From one of my data sources, Segment, gives me event data with a GUID/UUID that looked like this when I queried it
Querying this table was slow, resulting in dashboard views that took 60+ seconds to load, and I wanted a quick win to reduce the size of it. Interestingly, the casing wasn’t consistent, but that shouldn’t matter.

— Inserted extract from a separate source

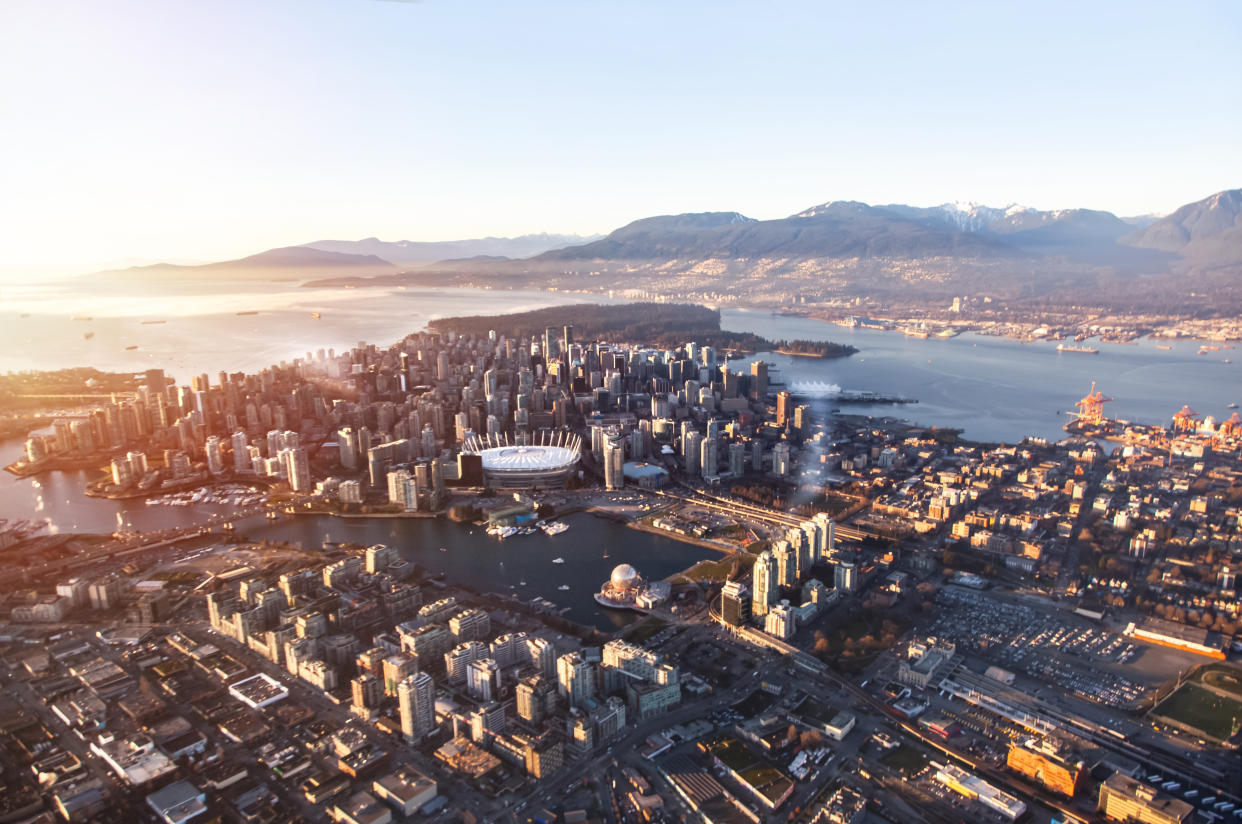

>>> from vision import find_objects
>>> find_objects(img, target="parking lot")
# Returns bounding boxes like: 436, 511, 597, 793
929, 588, 1148, 708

CREATE TABLE tmp_raw_table SELECT id as event_id, received_at FROM segment.event LIMIT 100000; CREATE TABLE tmp_raw_uuid SELECT id::uuid as event_id, received_at FROM segment.event LIMIT 10000000;
SELECT pg_size_pretty( pg_total_relation_size('tmp_raw_table') ); SELECT pg_size_pretty( pg_total_relation_size('tmp_uuid_table') );
Running this to test my syntax, and the reported size of the differences in tables goes from 7488 kB to 5096 kB. Not bad for something as low-effort as coercing a type, so I tried to ship it to the full table, and then it failed…
ERROR: invalid input syntax for type uuid: "0qREGUQhbFNoRd-aeFacw"
In my experience, halting functions like these are nasty when used in a production ETL flow. Imagine if a malformed ID like that were introduced months later; now the flow is broken until developer time can be allocated to fix it. Gross. In some situations you want your code to fail-fast, but I just wanted a damned UUID. Or maybe null would have been acceptable. This post had a good snippet, so I turned that into a database function.
CREATE OR REPLACE FUNCTION to_uuid(raw text) RETURNS uuid IMMUTABLE STRICT AS $$ BEGIN RETURN raw::uuid; EXCEPTION WHEN invalid_text_representation THEN RETURN uuid_in(overlay(overlay(md5(raw) placing '4' from 13) placing '8' from 17)::cstring); END; $$ LANGUAGE plpgsql;
There are a lot of good reasons to avoid database functions, but I think as long as they’re very concise, it shouldn’t be any more annoying than using built-in functions. I added that
IMMUTABLE bit to make sure it’s deterministic and fast/safe to use in indexes.
SELECT to_uuid(id) as event_id, received_at FROM segment.event;